Sabrina’s family had misgivings about the Friendship ceremony. Matt was probably warned by his family that a lot of pain would come from his relationship with Sabrina. They were certainly concerned whether their young man could handle so much. Not only was it handled, it showed the human spirit at its best. It was joyous, beautiful, heartwarming, healing.
It was holy.
Honor your loved ones, living or dead. Of course there will be raised eyebrows now and then. Never mind. Do what needs to be done for healing of the living. No regrets. If you are lucky enough to have your loved ones still, do that thing you’ve had in mind so long. At all costs, avoid dying with regrets. “I’m so glad we did that” will carry you through much. “I wish we had” will bring you to your knees.

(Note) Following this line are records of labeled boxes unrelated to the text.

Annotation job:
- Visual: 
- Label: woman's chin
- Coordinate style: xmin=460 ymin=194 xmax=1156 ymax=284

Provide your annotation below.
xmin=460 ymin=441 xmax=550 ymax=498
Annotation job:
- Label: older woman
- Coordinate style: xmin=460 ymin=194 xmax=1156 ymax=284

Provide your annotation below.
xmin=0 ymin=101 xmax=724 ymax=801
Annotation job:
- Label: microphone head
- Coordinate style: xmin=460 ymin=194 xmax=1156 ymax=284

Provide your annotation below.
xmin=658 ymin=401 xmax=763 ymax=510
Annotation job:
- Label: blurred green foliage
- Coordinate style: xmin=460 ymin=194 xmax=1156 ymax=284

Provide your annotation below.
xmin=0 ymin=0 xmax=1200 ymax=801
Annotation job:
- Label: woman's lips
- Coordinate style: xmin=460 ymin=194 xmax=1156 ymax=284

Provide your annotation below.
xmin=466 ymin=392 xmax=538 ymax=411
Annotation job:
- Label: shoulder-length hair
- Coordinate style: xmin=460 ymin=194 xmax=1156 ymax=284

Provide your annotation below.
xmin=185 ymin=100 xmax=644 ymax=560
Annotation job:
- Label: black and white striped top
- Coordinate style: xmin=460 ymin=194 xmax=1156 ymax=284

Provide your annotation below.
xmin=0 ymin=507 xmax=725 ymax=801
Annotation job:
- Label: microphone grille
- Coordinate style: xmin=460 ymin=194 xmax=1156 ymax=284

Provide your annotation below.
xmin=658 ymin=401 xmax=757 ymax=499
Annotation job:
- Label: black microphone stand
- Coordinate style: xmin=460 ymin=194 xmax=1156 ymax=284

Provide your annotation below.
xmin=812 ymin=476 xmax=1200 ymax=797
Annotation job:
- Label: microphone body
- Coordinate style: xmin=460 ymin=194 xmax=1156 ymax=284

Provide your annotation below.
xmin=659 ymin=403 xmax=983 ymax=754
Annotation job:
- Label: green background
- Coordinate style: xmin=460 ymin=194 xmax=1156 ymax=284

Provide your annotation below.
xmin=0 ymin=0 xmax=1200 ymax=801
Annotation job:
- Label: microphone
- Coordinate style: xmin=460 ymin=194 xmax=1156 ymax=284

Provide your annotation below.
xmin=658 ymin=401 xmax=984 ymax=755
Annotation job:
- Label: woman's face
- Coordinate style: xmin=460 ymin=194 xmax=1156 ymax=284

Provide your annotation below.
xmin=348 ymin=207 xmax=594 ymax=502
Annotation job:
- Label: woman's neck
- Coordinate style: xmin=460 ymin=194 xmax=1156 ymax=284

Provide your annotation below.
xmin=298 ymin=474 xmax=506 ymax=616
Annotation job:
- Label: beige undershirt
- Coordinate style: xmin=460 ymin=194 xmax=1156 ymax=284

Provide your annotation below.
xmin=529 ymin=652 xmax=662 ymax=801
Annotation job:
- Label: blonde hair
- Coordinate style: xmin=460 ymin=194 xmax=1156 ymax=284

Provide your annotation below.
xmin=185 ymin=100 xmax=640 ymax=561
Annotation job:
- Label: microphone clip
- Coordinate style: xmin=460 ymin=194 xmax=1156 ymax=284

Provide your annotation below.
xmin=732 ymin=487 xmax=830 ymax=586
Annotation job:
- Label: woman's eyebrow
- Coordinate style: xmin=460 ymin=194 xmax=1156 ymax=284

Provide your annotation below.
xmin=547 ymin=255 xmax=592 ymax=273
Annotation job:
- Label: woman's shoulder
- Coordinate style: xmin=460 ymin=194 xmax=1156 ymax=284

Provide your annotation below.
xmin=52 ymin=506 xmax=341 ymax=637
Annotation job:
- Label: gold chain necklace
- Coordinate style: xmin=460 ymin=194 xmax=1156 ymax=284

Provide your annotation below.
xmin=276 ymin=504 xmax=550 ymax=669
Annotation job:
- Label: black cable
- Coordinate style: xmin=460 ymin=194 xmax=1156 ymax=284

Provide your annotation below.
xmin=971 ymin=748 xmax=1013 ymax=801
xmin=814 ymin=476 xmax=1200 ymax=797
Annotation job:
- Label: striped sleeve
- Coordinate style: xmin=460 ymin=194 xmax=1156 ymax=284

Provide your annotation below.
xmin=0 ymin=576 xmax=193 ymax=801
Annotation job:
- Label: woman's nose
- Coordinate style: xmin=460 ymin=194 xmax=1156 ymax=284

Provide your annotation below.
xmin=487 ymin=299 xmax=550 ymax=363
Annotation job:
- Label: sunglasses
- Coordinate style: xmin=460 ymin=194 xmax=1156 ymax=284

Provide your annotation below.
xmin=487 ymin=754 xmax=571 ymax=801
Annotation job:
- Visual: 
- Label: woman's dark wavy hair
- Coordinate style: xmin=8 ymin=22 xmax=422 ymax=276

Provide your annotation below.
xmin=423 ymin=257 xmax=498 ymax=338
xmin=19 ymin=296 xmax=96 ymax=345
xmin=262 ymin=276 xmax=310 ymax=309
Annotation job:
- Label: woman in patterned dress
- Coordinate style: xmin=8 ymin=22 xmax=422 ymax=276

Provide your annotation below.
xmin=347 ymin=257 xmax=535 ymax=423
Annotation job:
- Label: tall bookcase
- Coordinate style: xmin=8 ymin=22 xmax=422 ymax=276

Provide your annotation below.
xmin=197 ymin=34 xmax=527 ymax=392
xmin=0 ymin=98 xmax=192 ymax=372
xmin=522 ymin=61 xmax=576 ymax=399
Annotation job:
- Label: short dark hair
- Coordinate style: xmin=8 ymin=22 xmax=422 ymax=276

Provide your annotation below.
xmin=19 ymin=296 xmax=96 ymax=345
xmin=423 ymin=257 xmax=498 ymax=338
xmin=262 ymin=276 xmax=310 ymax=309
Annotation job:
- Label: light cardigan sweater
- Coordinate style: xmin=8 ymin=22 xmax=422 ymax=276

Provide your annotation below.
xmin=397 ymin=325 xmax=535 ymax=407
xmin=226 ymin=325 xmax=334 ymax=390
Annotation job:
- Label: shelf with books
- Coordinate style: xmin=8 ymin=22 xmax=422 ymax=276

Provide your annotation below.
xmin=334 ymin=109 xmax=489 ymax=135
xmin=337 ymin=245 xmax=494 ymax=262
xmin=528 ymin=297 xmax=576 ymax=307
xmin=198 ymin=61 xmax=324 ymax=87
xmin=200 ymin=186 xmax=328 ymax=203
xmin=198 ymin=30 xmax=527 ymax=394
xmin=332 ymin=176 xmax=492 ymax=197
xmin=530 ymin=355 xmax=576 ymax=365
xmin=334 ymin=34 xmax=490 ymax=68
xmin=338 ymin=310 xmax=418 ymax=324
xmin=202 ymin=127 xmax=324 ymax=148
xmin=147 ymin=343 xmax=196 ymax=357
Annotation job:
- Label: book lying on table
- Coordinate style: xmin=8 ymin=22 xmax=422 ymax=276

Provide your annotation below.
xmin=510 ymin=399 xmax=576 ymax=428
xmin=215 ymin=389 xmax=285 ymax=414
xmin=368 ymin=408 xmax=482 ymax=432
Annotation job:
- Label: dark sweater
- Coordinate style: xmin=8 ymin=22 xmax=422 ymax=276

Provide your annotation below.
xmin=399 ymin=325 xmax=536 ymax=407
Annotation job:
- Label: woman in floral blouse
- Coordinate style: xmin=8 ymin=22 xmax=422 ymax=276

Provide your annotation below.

Holidays seem to be a time to be most sensitive around this issue. Should you invite the grieving person to a celebration? ABSOLUTELY. And how wonderful if you had a small remembrance of the deceased at the party. Only you and your guest need know about it. If you are mourning you might question if going out is “proper”. You are mourning, you are not dead. Your loved one never asked you to sequester yourself, to give up your own life. Do only what you have the energy for, but do push just a little. Grieving is a lot of work. The road to recovery starts with that first step. Move toward Shalom.
Matthew said to Sabrina, “You changed me.”
Matt, you have changed all of us. Bless you.